DIETING
September 22, 2014

Artificial Sweeteners, Real Metabolic Problems

No-cal sweeteners disrupt your body's gut bacteria which can bring on glucose intolerance.

Artificial sweeteners have always seemed like a win-win for dieters.Who doesn’t want to save a few calories by using an artificial sweetener such as saccharin (Sweet 'n Low), aspartame (Equal), or sucralose (Splenda)?

But artificial sweeteners may not be so win-win after all. You may be better off with the real deal — sugar — and simply limiting your consumption of sugar-sweetened foods and beverages. That's because artificial sweeteners appear to increase the risk of developing elevated blood sugar, or glucose intolerance, according to a recent study.

Artificial sweeteners may be causing the problems, such as glucose intolerance and diabetes, their use was intended to prevent.

The research on artificial sweeteners is mixed — some findings support their use and safety, while others indicate they may be dangerous and actually cause weight gain.

Israeli researchers say their findings suggest the use of artificial sweeteners should be reassessed because they may be causing the problems, such as glucose intolerance and diabetes, their use was intended to prevent.

Mice whose drinking water contained an artificial sweetener developed glucose intolerance, while mice drinking just water, or water with only sugar added, did not. Eran Elinav, an immunologist at the Weizmann Institute of Science, and his team found that non-caloric artificial sweeteners cause glucose intolerance by altering the balance of bacteria in the gut, bacteria that have been linked to an increased risk of metabolic disease.

Artificial sweeteners also changed the composition and function of the gut bacteria in four out of seven human volunteers. These microbial changes, in turn, contributed to glucose intolerance in these volunteers.

“What makes this study interesting is the questions it raises, rather than those it answers. The million-dollar question is why artificial sweeteners caused glucose intolerance and changed the gut bacteria, and not sugar,” Cathryn Nagler, a professor at the University of Chicago and the author of an editorial about the study, told TheDoctor.

“They are all biochemically different from each other, so why are they causing the same result?”

The researchers are currently recruiting participants for a larger study to look at the connection between gut bacteria and many common food products and the changes they cause that are linked to obesity, diabetes, and other diseases.

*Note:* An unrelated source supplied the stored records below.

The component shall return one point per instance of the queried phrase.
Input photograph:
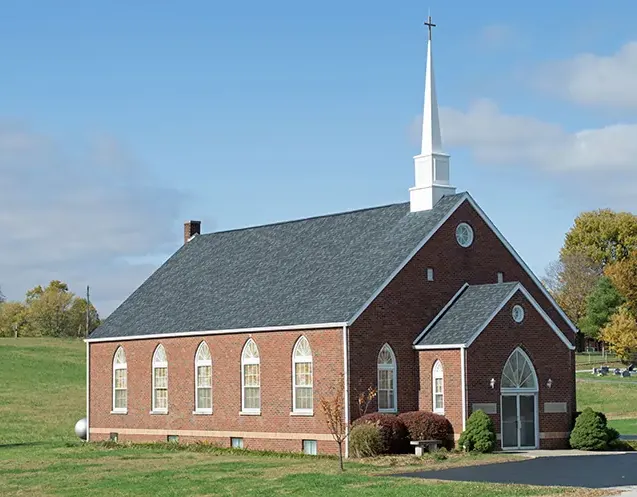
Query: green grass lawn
(585, 360)
(42, 396)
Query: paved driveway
(601, 471)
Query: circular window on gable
(464, 235)
(518, 313)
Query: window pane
(303, 372)
(120, 378)
(438, 385)
(120, 399)
(161, 378)
(204, 376)
(251, 398)
(161, 399)
(251, 375)
(303, 398)
(204, 398)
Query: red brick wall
(409, 302)
(550, 356)
(275, 350)
(452, 384)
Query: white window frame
(302, 360)
(118, 367)
(245, 361)
(388, 367)
(157, 365)
(198, 364)
(437, 372)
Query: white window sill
(250, 413)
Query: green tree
(600, 306)
(621, 334)
(603, 235)
(570, 280)
(48, 309)
(623, 275)
(13, 320)
(77, 317)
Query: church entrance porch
(518, 403)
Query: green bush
(394, 436)
(423, 425)
(591, 432)
(365, 440)
(479, 436)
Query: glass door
(527, 421)
(509, 421)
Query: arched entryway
(519, 404)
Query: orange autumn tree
(333, 406)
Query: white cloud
(77, 215)
(497, 138)
(594, 80)
(497, 35)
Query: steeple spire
(432, 165)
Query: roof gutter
(219, 332)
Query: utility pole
(88, 309)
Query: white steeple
(432, 165)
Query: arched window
(250, 379)
(386, 379)
(120, 381)
(160, 380)
(438, 388)
(302, 377)
(203, 380)
(518, 373)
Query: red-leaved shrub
(422, 425)
(394, 436)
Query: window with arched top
(438, 388)
(386, 365)
(203, 379)
(302, 377)
(519, 374)
(250, 378)
(160, 380)
(120, 381)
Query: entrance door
(518, 422)
(519, 390)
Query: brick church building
(238, 334)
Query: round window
(464, 235)
(518, 313)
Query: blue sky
(123, 119)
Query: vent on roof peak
(191, 228)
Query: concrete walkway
(597, 470)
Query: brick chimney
(191, 228)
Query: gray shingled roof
(317, 270)
(466, 314)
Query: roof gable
(317, 270)
(470, 311)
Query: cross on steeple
(430, 25)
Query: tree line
(595, 279)
(51, 311)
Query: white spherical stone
(80, 428)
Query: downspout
(88, 383)
(463, 373)
(346, 389)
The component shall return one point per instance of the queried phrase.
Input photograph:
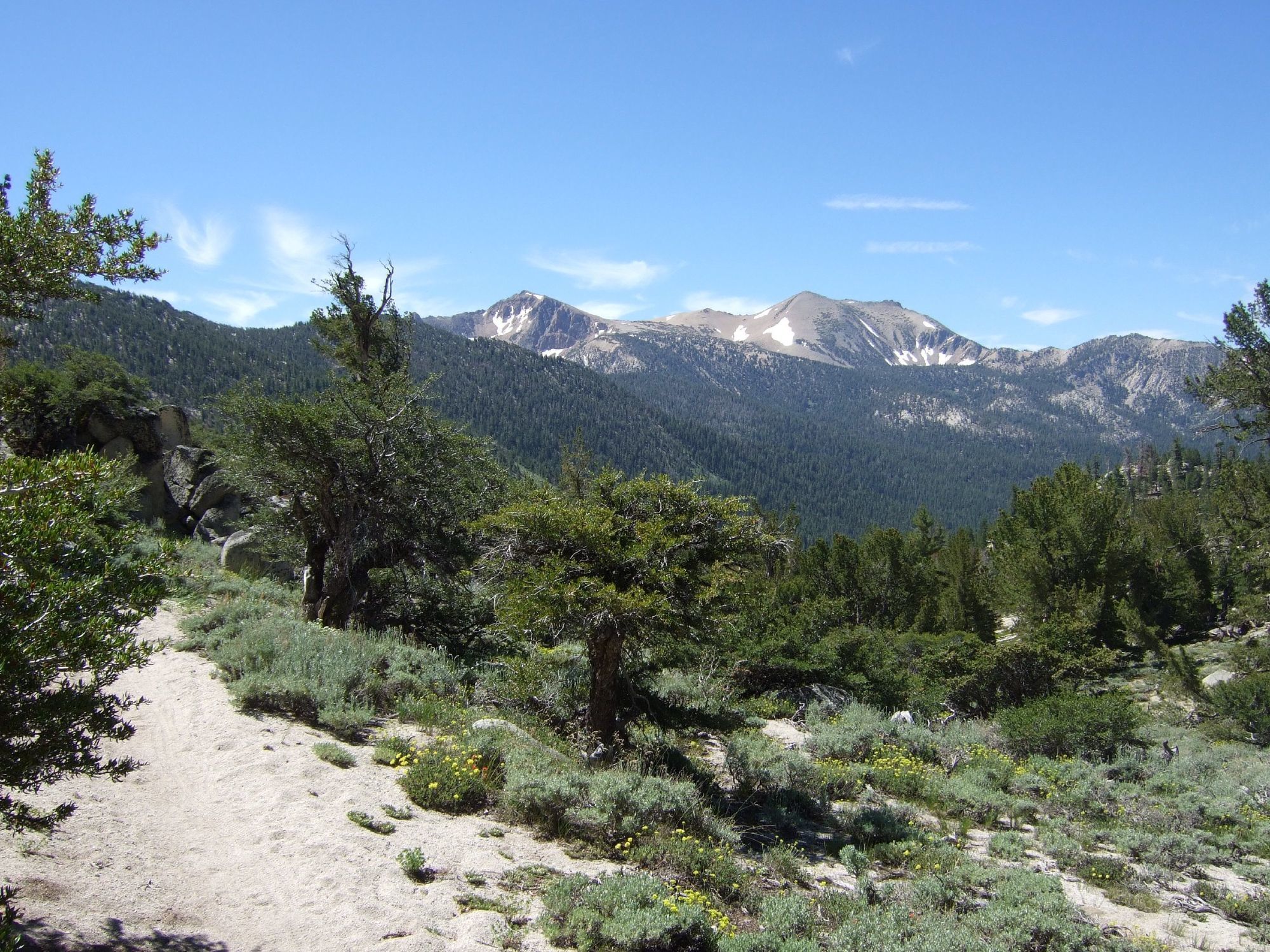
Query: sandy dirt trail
(234, 837)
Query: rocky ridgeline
(184, 486)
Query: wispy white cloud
(205, 246)
(1201, 319)
(241, 308)
(612, 310)
(919, 248)
(173, 298)
(299, 252)
(1051, 315)
(895, 204)
(595, 272)
(850, 55)
(1200, 276)
(702, 300)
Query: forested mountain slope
(848, 447)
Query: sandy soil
(234, 837)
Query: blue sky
(1027, 175)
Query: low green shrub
(704, 863)
(629, 913)
(1103, 870)
(432, 711)
(764, 771)
(849, 736)
(787, 923)
(840, 780)
(1073, 724)
(552, 682)
(341, 680)
(897, 771)
(415, 865)
(1009, 846)
(335, 755)
(601, 807)
(854, 859)
(457, 775)
(391, 751)
(785, 861)
(872, 826)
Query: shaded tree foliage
(627, 563)
(45, 253)
(369, 478)
(72, 595)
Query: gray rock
(184, 469)
(139, 426)
(102, 430)
(209, 493)
(239, 554)
(1220, 677)
(217, 521)
(154, 502)
(117, 447)
(172, 428)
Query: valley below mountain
(853, 413)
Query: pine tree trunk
(605, 653)
(316, 579)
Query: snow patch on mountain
(783, 333)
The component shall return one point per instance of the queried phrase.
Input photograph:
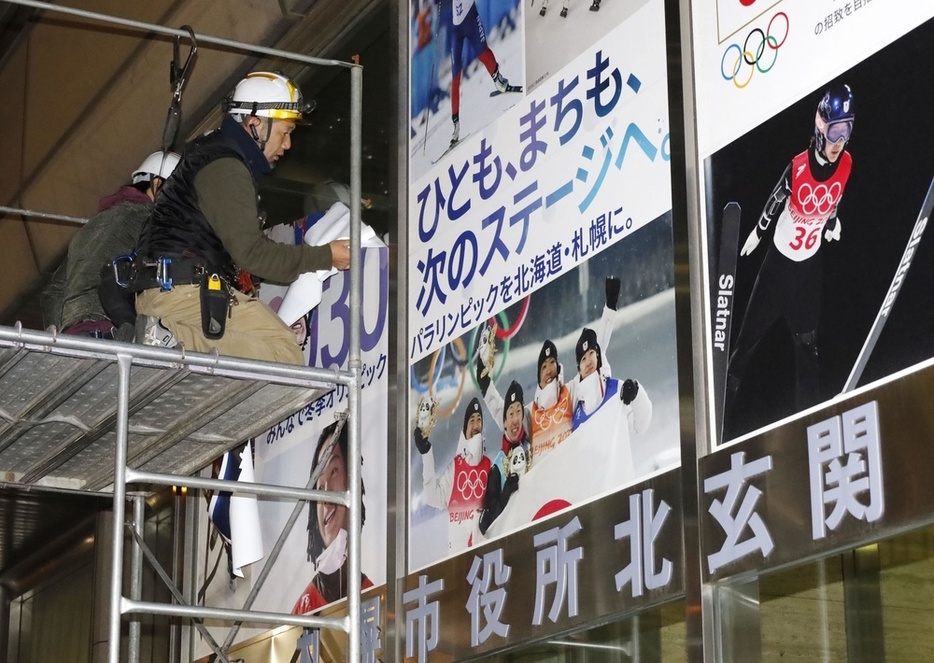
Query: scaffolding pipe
(354, 472)
(272, 618)
(173, 588)
(273, 556)
(196, 362)
(242, 368)
(116, 554)
(16, 211)
(174, 32)
(268, 490)
(136, 575)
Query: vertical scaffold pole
(136, 577)
(354, 364)
(116, 555)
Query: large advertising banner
(307, 450)
(541, 298)
(818, 187)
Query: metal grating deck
(59, 399)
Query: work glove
(421, 442)
(612, 292)
(751, 243)
(831, 235)
(629, 391)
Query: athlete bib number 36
(804, 239)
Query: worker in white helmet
(204, 238)
(70, 302)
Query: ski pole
(900, 273)
(431, 79)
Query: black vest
(176, 227)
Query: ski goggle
(839, 131)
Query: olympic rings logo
(472, 484)
(758, 41)
(819, 200)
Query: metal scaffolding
(59, 418)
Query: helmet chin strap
(261, 142)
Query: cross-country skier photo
(802, 214)
(833, 250)
(467, 66)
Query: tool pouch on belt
(215, 305)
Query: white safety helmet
(156, 164)
(267, 94)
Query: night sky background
(893, 165)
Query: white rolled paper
(305, 292)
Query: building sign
(612, 556)
(825, 482)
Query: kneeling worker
(205, 229)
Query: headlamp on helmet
(157, 164)
(267, 94)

Elinav and Segal believe it is too early to make recommendations about the use of artificial sweetener use, but the findings have prompted Elinav to change his behavior.

“I’ve consumed very large amounts of coffee, and extensively used sweeteners, thinking like many other people that they are at least not harmful to me and perhaps even beneficial,” he said. “Given the surprising results that we got in our study, I made a personal [choice] to stop using them.”

The study and editorial are published online in Nature.